The fact that fish can create alliances, formulate rules and engage in acts of mutualism, as well as alter their behaviours to maximise their own individual success, demonstrates how highly intelligent and cognitively complicated they are.

Yet even though these animals are highly intelligent, can show emotions and can feel pain, we cause huge amounts of suffering and ultimately death to incomprehensible numbers every single year. 

Impaling live bait on hooks is a common commercial practice: for example, longline fishing uses hundreds or even thousands of hooks on a single line that may be 50-100km long. When fish take the bait, they are likely to remain caught for many hours before the line is hauled in.

Fish caught in the wild are dumped on fishing boats and will die either by suffocating, being crushed because of the weight of all the other fish on top of them, or through their internal organs rupturing from the rapid pressure changes during the ascent. 

Another method of catching wild fish involves gill nets – walls of fine netting in which fish become snared, often by the gills. They may suffocate in the net, because, with their gills constricted, they cannot breathe. If not, they may remain trapped for many hours before the nets are pulled in.

The fish that are still alive when they begin being processed will then die through a combination of suffocation and evisceration, which is where the animals are gutted alive.

One Dutch study found that it took 55 minutes to 4 hours for various species of fish to become insensible during asphyxiation and some fish can remain conscious for 20–40 minutes after being gutted.

Aqua farming, which is the equivalent of factory farming for fish and is responsible for nearly half of all fish consumed worldwide each year, involves fish spending their entire lives in underwater enclosures, normally either in sea cages or concrete tanks

Due to the overcrowding, the fish are more susceptible to disease and suffer from stress and physical injuries such as fin damage, or spinal deformity, as well as parasitic infections. It is not uncommon for many of the fish to die in the farms. Because of this antibiotic use is prevalent within fish farms. 
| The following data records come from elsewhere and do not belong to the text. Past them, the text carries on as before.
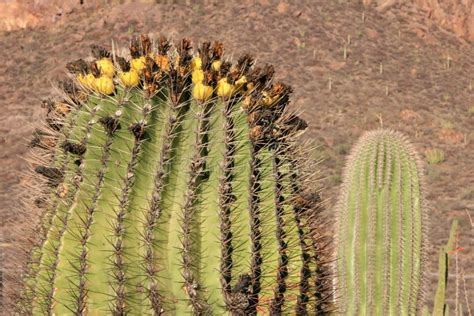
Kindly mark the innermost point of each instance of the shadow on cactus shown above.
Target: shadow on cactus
(381, 228)
(174, 187)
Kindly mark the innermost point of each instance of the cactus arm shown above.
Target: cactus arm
(210, 225)
(291, 261)
(74, 123)
(255, 232)
(170, 225)
(169, 196)
(240, 216)
(269, 226)
(50, 257)
(388, 218)
(439, 308)
(190, 216)
(138, 201)
(101, 252)
(73, 239)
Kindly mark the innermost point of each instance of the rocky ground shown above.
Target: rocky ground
(352, 68)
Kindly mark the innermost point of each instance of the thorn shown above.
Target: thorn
(110, 124)
(76, 149)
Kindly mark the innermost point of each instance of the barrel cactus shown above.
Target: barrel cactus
(381, 228)
(172, 187)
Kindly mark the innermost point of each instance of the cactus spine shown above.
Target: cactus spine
(175, 191)
(381, 228)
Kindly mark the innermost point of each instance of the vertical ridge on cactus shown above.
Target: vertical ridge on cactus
(174, 188)
(381, 227)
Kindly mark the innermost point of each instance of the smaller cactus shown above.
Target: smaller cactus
(381, 228)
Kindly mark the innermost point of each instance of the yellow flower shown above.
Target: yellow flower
(106, 67)
(202, 92)
(216, 65)
(196, 63)
(138, 64)
(267, 100)
(162, 62)
(104, 85)
(240, 82)
(86, 80)
(197, 76)
(130, 78)
(224, 89)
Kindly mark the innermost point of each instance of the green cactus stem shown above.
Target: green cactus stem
(172, 188)
(381, 228)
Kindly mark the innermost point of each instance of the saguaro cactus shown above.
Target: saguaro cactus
(381, 227)
(175, 190)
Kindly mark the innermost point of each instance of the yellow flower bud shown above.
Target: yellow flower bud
(106, 67)
(130, 78)
(196, 63)
(138, 64)
(104, 85)
(216, 65)
(224, 89)
(86, 80)
(241, 81)
(197, 76)
(202, 92)
(162, 62)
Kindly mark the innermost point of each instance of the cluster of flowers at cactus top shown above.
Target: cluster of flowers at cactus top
(104, 83)
(201, 91)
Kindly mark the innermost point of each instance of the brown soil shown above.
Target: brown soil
(352, 69)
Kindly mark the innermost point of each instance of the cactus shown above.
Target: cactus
(381, 228)
(173, 187)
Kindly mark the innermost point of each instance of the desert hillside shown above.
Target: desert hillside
(353, 67)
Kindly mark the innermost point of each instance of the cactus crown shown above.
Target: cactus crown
(174, 188)
(381, 228)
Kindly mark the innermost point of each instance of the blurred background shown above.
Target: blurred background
(354, 65)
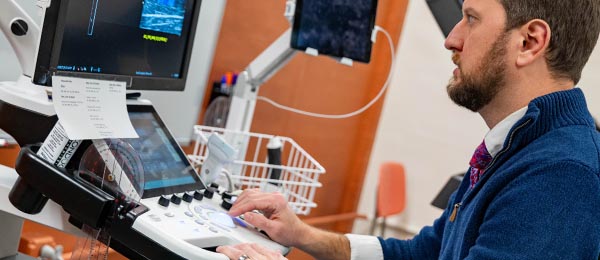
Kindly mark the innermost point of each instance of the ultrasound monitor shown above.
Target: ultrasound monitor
(166, 167)
(144, 43)
(339, 28)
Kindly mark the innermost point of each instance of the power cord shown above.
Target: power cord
(359, 111)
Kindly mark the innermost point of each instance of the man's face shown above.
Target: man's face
(478, 43)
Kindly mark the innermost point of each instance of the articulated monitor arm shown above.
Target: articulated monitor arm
(22, 33)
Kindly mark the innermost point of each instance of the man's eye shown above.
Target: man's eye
(470, 19)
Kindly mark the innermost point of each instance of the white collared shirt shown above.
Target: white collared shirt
(368, 247)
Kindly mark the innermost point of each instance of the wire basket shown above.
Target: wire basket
(299, 176)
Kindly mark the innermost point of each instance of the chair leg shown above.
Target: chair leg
(373, 224)
(383, 227)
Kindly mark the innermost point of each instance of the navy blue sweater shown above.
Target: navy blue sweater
(538, 199)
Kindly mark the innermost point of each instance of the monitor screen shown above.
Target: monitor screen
(340, 28)
(144, 43)
(166, 167)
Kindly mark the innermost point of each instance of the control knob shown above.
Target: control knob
(175, 199)
(163, 201)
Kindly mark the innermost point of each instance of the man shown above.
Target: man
(533, 189)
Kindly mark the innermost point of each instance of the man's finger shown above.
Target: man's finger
(259, 221)
(232, 253)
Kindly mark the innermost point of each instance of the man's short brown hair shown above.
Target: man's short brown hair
(574, 25)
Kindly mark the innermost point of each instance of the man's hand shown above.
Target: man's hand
(250, 251)
(278, 221)
(284, 227)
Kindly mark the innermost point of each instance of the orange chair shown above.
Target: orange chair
(391, 193)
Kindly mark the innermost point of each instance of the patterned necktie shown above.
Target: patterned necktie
(481, 158)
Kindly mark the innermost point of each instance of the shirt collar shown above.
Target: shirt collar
(494, 139)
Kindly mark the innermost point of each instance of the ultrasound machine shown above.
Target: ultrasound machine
(178, 217)
(146, 44)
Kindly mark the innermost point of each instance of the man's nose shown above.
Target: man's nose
(454, 42)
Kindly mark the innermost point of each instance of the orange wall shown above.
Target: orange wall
(314, 84)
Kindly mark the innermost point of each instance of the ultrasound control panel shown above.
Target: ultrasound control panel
(188, 221)
(183, 215)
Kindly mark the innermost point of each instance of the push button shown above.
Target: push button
(175, 199)
(188, 197)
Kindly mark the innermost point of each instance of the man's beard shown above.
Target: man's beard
(475, 90)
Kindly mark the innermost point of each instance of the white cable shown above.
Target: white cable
(342, 116)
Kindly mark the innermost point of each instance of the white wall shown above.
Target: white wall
(423, 129)
(179, 110)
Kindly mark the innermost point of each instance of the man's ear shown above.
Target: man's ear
(535, 37)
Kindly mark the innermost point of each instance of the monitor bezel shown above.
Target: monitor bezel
(197, 185)
(51, 36)
(296, 28)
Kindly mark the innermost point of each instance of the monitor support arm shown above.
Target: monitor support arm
(22, 33)
(261, 69)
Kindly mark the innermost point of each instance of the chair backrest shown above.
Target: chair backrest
(391, 194)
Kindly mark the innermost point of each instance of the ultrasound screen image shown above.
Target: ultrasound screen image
(340, 28)
(163, 16)
(126, 37)
(164, 165)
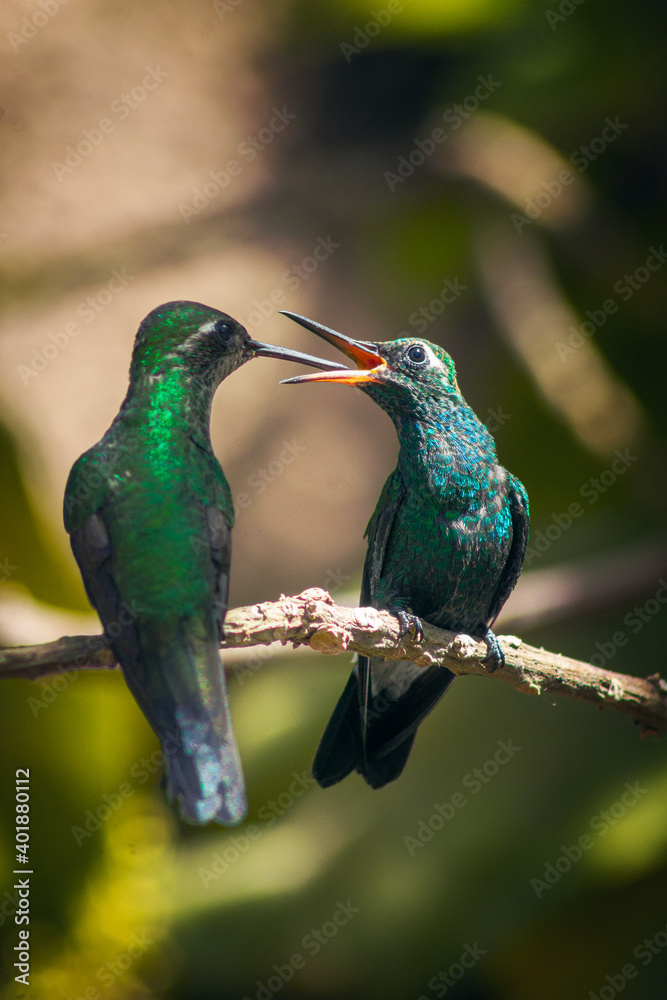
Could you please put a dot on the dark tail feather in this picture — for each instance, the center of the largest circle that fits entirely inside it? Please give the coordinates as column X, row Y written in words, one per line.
column 341, row 747
column 181, row 691
column 374, row 734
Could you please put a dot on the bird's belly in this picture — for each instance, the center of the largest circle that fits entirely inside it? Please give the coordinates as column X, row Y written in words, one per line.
column 446, row 567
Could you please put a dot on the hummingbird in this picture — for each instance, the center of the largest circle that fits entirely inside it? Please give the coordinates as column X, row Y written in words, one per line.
column 446, row 543
column 150, row 514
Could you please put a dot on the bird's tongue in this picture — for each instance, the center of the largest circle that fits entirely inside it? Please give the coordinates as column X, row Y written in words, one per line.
column 363, row 353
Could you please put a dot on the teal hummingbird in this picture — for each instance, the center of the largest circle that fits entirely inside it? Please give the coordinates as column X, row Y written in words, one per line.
column 445, row 544
column 150, row 516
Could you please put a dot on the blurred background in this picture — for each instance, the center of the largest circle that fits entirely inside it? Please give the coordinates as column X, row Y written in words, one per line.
column 488, row 174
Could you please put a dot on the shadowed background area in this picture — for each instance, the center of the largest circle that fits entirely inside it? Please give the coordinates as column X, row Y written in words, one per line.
column 483, row 173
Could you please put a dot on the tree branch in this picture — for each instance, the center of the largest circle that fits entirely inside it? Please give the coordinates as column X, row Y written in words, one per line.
column 312, row 619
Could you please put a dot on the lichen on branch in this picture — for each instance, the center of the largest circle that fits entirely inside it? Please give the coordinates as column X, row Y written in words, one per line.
column 312, row 619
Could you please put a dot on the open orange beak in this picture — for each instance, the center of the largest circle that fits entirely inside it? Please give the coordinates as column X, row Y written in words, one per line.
column 362, row 352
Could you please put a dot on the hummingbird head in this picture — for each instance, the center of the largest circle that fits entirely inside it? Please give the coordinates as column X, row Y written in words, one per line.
column 409, row 377
column 202, row 343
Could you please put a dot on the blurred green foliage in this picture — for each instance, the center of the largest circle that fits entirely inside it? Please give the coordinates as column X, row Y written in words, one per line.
column 221, row 913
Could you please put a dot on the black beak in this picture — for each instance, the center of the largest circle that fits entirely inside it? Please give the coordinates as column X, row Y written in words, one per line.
column 285, row 354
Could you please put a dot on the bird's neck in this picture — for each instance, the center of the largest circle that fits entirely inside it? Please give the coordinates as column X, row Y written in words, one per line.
column 447, row 446
column 169, row 404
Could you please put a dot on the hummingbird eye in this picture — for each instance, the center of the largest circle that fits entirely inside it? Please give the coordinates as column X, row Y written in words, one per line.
column 417, row 354
column 223, row 332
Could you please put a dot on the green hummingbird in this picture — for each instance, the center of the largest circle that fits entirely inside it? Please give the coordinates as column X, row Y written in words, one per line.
column 445, row 544
column 150, row 516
Fish are regularly handled roughly on aqua farms and those that are deemed too sick are taken out of the tanks and often beaten to death.

Farmed fish are slaughtered by a range of methods, such as gassing with carbon dioxide or cutting their gills without stunning. Some fish are simply left to suffocate in air or on ice, which causes them significant suffering as they try to get the ice out of their gills, they are also often processed while still alive, as even though the cold may paralyse them, scientific studies have shown that they still remain conscious and can feel pain and stress. Alternatively some are killed by being electrically stunned or are hit over the head, before then being bled out. 

It is also worth mentioning that many farmed fish, such as salmon and sea bass are carnivorous, meaning they are fed wild caught fish, and so buying farmed fish also contributes to the suffering of wild fish as well.  

Ultimately, fish are sentient animals who feel pain and suffer, and in the case of both farmed fish and wild caught fish, not only do these animals suffer, but they have their lives taken from them needlessly. So perhaps it is time for us to change how we view marine animals, to understand that how we view fish is based on outdated opinions, and to question whether they can suffer, or feel pain, is to question what has proven by science. 

Perhaps it is time for us to see fish for who they really are - feeling, intelligent beings whose worth far exceeds our desire to eat them.